Two ways life on Mars could be hiding from scientists

Two ways life on Mars could be hiding from scientists

The possibility of extraterrestrial life on Mars is a topic that has captivated astronomers for decades.

Despite the best efforts of the scientific community, no evidence of past or present life has been found on Mars.

Still, that doesn’t necessarily mean it’s not there, many experts have concluded.

There may be several ways that evidence of extraterrestrial life on Mars could elude us.

Life could be hiding beneath the surface

A recent study indicated that we need to look deeper below the surface of Mars to find traces of life.

Indeed, any evidence of amino acids left from a time when Mars might have been habitable is likely buried at least 6.6 feet underground.

Scientists are looking for amino acids because of their role in forming life as we know it, according to the Scripps Research Institute.

Amino acids, which can be created by life and by non-biological chemistry, are a key component in building proteins essential for life.

And because Mars has no magnetic field, its surface is subject to a lot of cosmic radiation which destroys amino acids.

Despite the best efforts of the scientific community, no evidence of past or present life has been found on Mars.
Despite the best efforts of the scientific community, no evidence of past or present life has been found on Mars.
Getty Images/iStockphoto

“Our results suggest that amino acids are being destroyed by cosmic rays in Martian surface rocks and regolith at a much faster rate than previously thought,” said Alexander Pavlov of NASA’s Goddard Space Flight Center. in Greenbelt, Maryland.

“Current Mars rover missions go down to about two inches (about five centimeters). At these depths, it would only take 20 million years to completely destroy the amino acids.

In light of this new research, a new strategy is needed when drilling shallow surfaces with rovers like Perservenace or Curiosity.

Life can exist in ways we don’t yet recognize

Nasa scientist Dr. Moogega Cooper spoke with Talks at Google in April about life on Mars.
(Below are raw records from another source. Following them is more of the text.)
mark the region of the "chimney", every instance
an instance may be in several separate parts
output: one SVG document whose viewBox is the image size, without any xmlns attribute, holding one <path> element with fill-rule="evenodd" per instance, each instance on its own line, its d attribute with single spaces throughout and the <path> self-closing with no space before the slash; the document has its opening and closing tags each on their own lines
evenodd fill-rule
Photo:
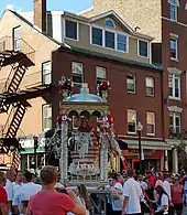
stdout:
<svg viewBox="0 0 187 215">
<path fill-rule="evenodd" d="M 46 0 L 34 0 L 34 25 L 46 32 Z"/>
</svg>

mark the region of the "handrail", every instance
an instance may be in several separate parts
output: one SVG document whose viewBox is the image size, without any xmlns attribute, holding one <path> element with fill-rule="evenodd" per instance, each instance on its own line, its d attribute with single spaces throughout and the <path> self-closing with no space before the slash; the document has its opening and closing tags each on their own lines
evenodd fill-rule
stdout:
<svg viewBox="0 0 187 215">
<path fill-rule="evenodd" d="M 22 52 L 31 61 L 32 61 L 31 54 L 35 53 L 35 50 L 24 39 L 13 40 L 12 36 L 3 36 L 0 39 L 0 52 L 4 51 Z"/>
<path fill-rule="evenodd" d="M 11 110 L 10 110 L 10 114 L 9 114 L 9 116 L 8 116 L 8 119 L 7 119 L 7 121 L 6 121 L 6 125 L 3 126 L 3 128 L 2 128 L 2 136 L 4 137 L 4 135 L 7 133 L 7 131 L 8 131 L 8 129 L 9 129 L 9 126 L 10 126 L 10 123 L 11 123 L 11 120 L 12 120 L 12 118 L 13 118 L 13 116 L 14 116 L 14 106 L 12 106 L 12 108 L 11 108 Z"/>
</svg>

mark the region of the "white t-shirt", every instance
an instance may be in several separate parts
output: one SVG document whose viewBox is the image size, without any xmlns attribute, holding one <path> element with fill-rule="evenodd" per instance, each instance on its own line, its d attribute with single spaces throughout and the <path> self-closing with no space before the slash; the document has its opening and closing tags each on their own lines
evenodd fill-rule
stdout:
<svg viewBox="0 0 187 215">
<path fill-rule="evenodd" d="M 166 205 L 168 207 L 168 196 L 166 194 L 163 194 L 161 197 L 161 204 L 157 206 L 157 211 L 162 209 Z"/>
<path fill-rule="evenodd" d="M 12 205 L 21 205 L 22 201 L 29 201 L 31 196 L 35 195 L 41 190 L 42 186 L 40 184 L 34 184 L 33 182 L 23 184 L 15 196 L 13 196 Z"/>
<path fill-rule="evenodd" d="M 131 178 L 124 183 L 123 195 L 124 197 L 129 197 L 125 208 L 127 214 L 141 213 L 140 198 L 142 196 L 142 189 L 134 179 Z"/>
<path fill-rule="evenodd" d="M 163 187 L 164 187 L 165 192 L 167 193 L 168 198 L 170 201 L 172 200 L 172 197 L 170 197 L 170 184 L 168 183 L 168 181 L 166 181 L 166 180 L 164 181 Z"/>
<path fill-rule="evenodd" d="M 123 192 L 123 187 L 119 182 L 117 182 L 113 187 L 121 191 L 121 192 Z M 112 201 L 112 209 L 114 212 L 122 211 L 122 208 L 123 208 L 123 194 L 120 195 L 119 200 L 111 198 L 111 201 Z"/>
</svg>

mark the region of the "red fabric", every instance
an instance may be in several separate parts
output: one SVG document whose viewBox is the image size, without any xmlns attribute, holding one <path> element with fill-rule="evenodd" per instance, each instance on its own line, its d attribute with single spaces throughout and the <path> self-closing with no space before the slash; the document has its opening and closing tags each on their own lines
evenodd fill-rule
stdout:
<svg viewBox="0 0 187 215">
<path fill-rule="evenodd" d="M 148 182 L 148 185 L 150 185 L 151 189 L 153 189 L 155 186 L 155 184 L 156 184 L 156 178 L 155 178 L 155 175 L 153 173 L 152 173 L 152 175 L 150 175 L 147 178 L 147 182 Z"/>
<path fill-rule="evenodd" d="M 6 189 L 0 186 L 0 203 L 4 203 L 7 208 L 9 208 L 8 195 Z"/>
<path fill-rule="evenodd" d="M 29 203 L 29 212 L 34 215 L 66 215 L 75 208 L 75 202 L 66 194 L 55 191 L 41 191 L 32 196 Z"/>
<path fill-rule="evenodd" d="M 172 191 L 172 203 L 174 204 L 182 204 L 183 203 L 183 195 L 184 195 L 184 186 L 182 184 L 173 185 L 170 187 Z"/>
</svg>

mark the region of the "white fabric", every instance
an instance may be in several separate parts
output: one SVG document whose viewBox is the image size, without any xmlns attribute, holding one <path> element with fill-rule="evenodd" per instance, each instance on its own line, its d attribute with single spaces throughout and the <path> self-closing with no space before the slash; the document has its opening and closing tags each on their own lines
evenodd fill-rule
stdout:
<svg viewBox="0 0 187 215">
<path fill-rule="evenodd" d="M 157 206 L 157 211 L 162 209 L 164 206 L 168 207 L 168 196 L 166 194 L 162 195 L 161 205 Z"/>
<path fill-rule="evenodd" d="M 33 182 L 23 184 L 20 191 L 15 194 L 15 196 L 13 196 L 12 205 L 21 205 L 22 201 L 29 201 L 32 195 L 35 195 L 41 190 L 42 186 L 38 184 L 34 184 Z"/>
<path fill-rule="evenodd" d="M 119 182 L 117 182 L 113 187 L 118 191 L 123 192 L 123 187 Z M 114 212 L 122 211 L 122 208 L 123 208 L 123 194 L 120 195 L 119 200 L 111 198 L 111 201 L 112 201 L 112 209 Z"/>
<path fill-rule="evenodd" d="M 124 183 L 123 195 L 124 197 L 129 197 L 125 208 L 127 214 L 141 213 L 140 198 L 142 196 L 142 189 L 134 179 L 129 179 Z"/>
<path fill-rule="evenodd" d="M 170 184 L 168 183 L 168 181 L 166 181 L 166 180 L 164 181 L 163 187 L 164 187 L 165 192 L 167 193 L 168 198 L 170 201 L 172 200 L 172 197 L 170 197 Z"/>
</svg>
Scientists are looking for amino acids because of their role in forming life as we know it, according to the Scripps Research Institute.
Scientists are looking for amino acids because of their role in forming life as we know it, according to the Scripps Research Institute.
Getty Images/iStockphoto

When asked if she thought Mars had or had life, Cooper’s response was positive.

She said, “Did water exist on Mars? Yes. Does Mars have any interesting chemistry that could have potentially hosted or supported life? Yes.”

For these reasons alone, Cooper suggests, we cannot rule out that life once existed on the Red Planet.

NASA has also not completely ruled out that there is life on Mars or other planets.

Maybe it’s just the life we ​​don’t understand yet.

Cooper notes that microbes on Earth can exist in extremely harsh environments and the same could be said for Mars.

If we find life, Cooper’s next job would be to make sure Earth is safe when a sample of it is returned here.

She explained to Talks at Google: “One day we hope to bring samples back to our own planet and you must have the same consideration.

“When you bring something back, you don’t want to bring something back that could be harmful to humans.